Sunday, 6 January 2013

Enoch Powell widow 'furious' over 'ludicrous' slur that portray her husband as a Nazi sympathiser

The widow of Enoch Powell has criticised as ‘absolutely ludicrous’ a novel that portrays her husband as a pro-Nazi sympathiser.
Pamela Powell said his depiction in the bestselling book Dominion was an ‘unacceptable distortion’ of the late Tory MP.
The book is a historical ‘what if’ which explores what might have happened had Britain sued for peace after Dunkirk in 1940. 

The work is set in 1952 and Britain is portrayed as a puppet state under the control of the Nazis in Berlin.
Author C. J. Sansom included real-life figures in his fictitious pro-Nazi government, including Powell as Secretary of State for India.

But his widow said Powell, who died in 1998, had ‘totally opposed’ Neville Chamberlain’s appeasement of Hitler.
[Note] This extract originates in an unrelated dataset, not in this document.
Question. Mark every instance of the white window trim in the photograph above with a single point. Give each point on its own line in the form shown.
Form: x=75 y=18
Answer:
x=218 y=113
‘The idea that he would be in any pro-Nazi government is absolutely ludicrous,’ she said.
‘When Enoch went to Australia in 1937 as Professor of Greek at Sydney University he told his first lecture that when Britain went to war he would go straight back to join up and that is what he did.’
She added: ‘A novel is a novel  and I don’t suppose I shall get it or read it.’
Historian Andrew Roberts said: ‘Powell was an ardent anti-Nazi from the earliest days even when other Tories were pro-appeasement. I suspect the author is trying to make some sort of modern-day equivalence between Enoch Powell’s views on immigration and fascism and that is so intellectually debased as to be moronic.’